How Is Neonatal Onset Multisystem Inflammatory Disease Managed?

The management of Neonatal-Onset Multisystem Inflammatory Disease (NOMID) aims to control symptoms, reduce inflammation, prevent long-term adverse effects, and improve the quality of life for affected individuals. The treatment approach typically involves a combination of pharmacological interventions and supportive measures.

Non-Steroidal Anti-Inflammatory Drugs (NSAIDs): NSAIDs, such as Ibuprofen and Indomethacin, are commonly used as first-line treatments for NOMID. They help to reduce inflammation, alleviate symptoms like fever and joint pain, and improve overall well-being. However, NSAIDs may not provide sufficient control of symptoms in more severe cases of NOMID.

Corticosteroids: Prednisone or prednisolone can be prescribed to patients with NOMID who do not respond adequately to NSAIDs alone. Corticosteroids have potent anti-inflammatory effects and can help reduce systemic inflammation. However, their long-term use is associated with significant side effects, including weight gain, growth suppression, osteoporosis, and increased risk of infections.

IL-1β Inhibitors: The advent of IL-1β inhibitors has revolutionized the treatment of NOMID and significantly improved outcomes for affected individuals. The two main IL-1β inhibitors used in NOMID are:

• Anakinra: Anakinra is a recombinant IL-1 receptor antagonist that competitively blocks the activity of IL-1β. Anakinra has shown remarkable efficacy in reducing inflammation, and adverse symptoms, improving the quality of life for NOMID patients. It is generally well-tolerated, with common side effects, including injection site reactions and flu-like symptoms.

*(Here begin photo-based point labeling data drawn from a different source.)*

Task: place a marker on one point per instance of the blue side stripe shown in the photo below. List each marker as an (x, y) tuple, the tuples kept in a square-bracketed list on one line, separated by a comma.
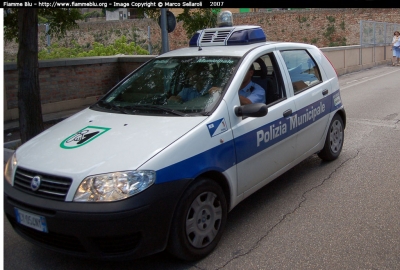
[(222, 157), (219, 158)]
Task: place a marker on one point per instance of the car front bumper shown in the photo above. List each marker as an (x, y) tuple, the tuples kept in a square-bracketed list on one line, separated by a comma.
[(132, 228)]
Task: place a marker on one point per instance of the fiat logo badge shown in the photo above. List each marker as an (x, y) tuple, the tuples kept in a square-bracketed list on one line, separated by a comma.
[(35, 183)]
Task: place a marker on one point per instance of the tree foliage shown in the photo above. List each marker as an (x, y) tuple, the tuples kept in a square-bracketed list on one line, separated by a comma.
[(120, 46), (21, 25), (60, 20)]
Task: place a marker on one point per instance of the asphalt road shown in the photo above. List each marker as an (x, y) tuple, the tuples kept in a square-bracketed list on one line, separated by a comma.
[(319, 215)]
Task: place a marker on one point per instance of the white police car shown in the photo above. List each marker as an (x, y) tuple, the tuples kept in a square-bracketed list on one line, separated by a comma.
[(159, 161)]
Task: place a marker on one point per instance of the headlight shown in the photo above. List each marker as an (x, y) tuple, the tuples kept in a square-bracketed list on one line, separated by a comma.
[(113, 186), (10, 167)]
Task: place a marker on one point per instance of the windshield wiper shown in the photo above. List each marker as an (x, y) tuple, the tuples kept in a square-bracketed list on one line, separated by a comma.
[(142, 106), (110, 106)]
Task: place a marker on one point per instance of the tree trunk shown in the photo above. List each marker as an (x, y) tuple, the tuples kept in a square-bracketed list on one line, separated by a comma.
[(29, 102)]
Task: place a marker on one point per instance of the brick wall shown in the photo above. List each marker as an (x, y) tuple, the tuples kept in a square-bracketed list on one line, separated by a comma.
[(321, 27), (65, 80)]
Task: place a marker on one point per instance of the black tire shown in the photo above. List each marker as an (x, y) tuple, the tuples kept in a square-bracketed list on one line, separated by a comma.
[(199, 221), (334, 140)]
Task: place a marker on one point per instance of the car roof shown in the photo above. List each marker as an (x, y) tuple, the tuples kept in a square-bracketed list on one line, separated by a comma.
[(234, 51)]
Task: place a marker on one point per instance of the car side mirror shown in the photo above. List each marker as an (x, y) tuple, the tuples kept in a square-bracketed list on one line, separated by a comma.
[(252, 110)]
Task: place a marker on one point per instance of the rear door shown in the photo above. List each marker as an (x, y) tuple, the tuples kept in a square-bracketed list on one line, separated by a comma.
[(312, 99), (264, 145)]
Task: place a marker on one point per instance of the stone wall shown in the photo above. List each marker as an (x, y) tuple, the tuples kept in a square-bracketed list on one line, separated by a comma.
[(321, 27)]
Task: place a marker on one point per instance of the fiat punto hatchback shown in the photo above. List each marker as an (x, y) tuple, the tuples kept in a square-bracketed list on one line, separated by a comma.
[(161, 159)]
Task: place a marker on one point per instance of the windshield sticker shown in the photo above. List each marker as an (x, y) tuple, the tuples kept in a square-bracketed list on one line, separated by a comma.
[(83, 136), (224, 61), (336, 99), (217, 127)]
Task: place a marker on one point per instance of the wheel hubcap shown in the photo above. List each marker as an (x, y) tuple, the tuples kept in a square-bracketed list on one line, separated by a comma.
[(203, 219), (336, 136)]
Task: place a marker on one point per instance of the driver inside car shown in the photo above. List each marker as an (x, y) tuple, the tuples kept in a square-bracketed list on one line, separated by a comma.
[(249, 91)]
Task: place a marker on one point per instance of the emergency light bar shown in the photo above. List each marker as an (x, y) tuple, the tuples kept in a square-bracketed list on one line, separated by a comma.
[(225, 36)]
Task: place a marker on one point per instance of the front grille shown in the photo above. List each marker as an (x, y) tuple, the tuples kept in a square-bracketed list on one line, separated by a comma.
[(51, 186)]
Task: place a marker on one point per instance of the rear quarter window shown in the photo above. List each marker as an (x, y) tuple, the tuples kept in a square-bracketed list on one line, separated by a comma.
[(303, 70)]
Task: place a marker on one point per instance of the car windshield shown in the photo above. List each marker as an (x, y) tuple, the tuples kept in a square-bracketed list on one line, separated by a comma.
[(171, 86)]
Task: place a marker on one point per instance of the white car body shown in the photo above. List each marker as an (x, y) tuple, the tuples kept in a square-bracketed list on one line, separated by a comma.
[(241, 153)]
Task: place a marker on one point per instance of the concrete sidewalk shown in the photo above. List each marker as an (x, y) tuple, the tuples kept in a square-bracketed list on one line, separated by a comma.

• Canakinumab: Canakinumab is a monoclonal antibody that specifically targets IL-1β. It is given as a subcutaneous injection every 4 to 8 weeks, depending on the patient's response. Canakinumab has demonstrated excellent efficacy in controlling inflammation and reducing disease activity in NOMID. It offers the advantage of less frequent dosing compared to anakinra. Side effects may include injection site reactions, upper respiratory tract infections, and gastrointestinal disturbances.

Supportive Measures:

• Physiotherapy and Occupational Therapy: Physiotherapy and occupational therapy are crucial in managing joint inflammation and preserving joint function. These therapies help maintain joint mobility, improve muscle strength, and enhance functional independence.

• Ophthalmological and Audiological Evaluations: Regular ophthalmological and audiological assessments are essential for monitoring and managing potential eye and ear complications. Prompt identification and treatment of ocular and auditory abnormalities can help prevent further deterioration and optimize outcomes.

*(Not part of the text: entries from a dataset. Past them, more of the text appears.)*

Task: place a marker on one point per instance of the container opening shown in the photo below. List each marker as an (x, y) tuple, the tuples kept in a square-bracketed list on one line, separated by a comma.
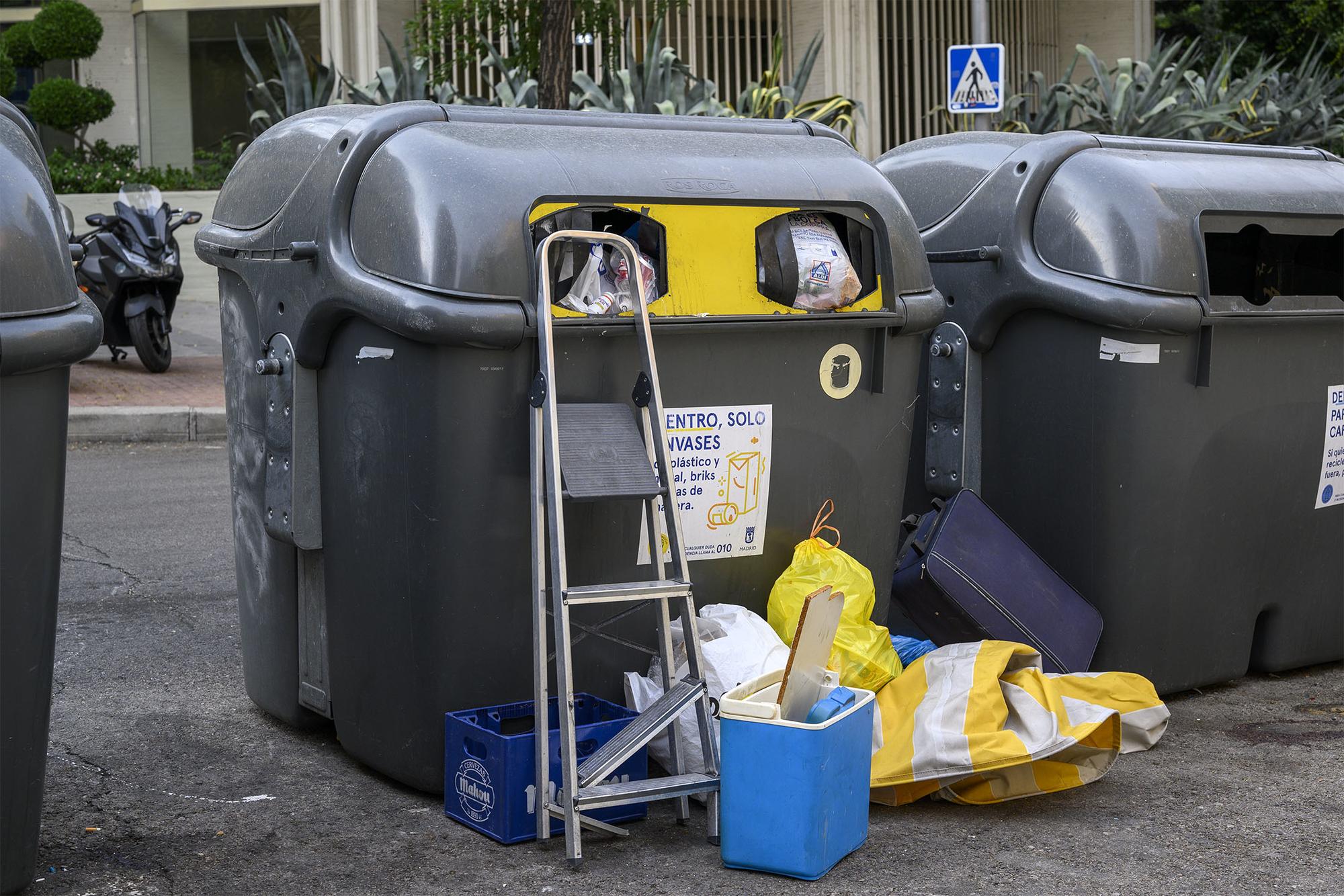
[(646, 233), (778, 261), (1260, 265)]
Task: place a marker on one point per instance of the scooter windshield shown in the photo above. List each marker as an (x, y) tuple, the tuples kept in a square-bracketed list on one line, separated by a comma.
[(140, 198)]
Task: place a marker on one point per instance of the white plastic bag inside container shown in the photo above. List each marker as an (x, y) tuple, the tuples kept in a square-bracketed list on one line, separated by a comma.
[(604, 284), (737, 647), (827, 279)]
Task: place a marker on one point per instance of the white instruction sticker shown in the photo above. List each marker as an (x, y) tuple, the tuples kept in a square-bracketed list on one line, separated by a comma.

• Genetic Counseling: It should be offered to individuals with NOMID and their families. This explains the genetic basis of the condition, recurrence risks, and family planning options.

• Psychological Support: Living with a chronic condition like NOMID can have significant emotional and social impacts on patients and their families. Psychological support, including counseling and support groups, can help address these challenges, enhance coping strategies, and improve overall well-being.

Conclusion

Neonatal-onset multisystem inflammatory disease (NOMID) is a rare autoinflammatory disorder characterized by early-onset, persistent inflammation affecting multiple organ systems. The treatment of NOMID involves a combination of pharmacological interventions, such as NSAIDs and corticosteroids. Overall, the comprehensive management of NOMID requires a multidisciplinary approach involving rheumatologists, dermatologists, ophthalmologists, audiologists, genetic counselors, and psychologists.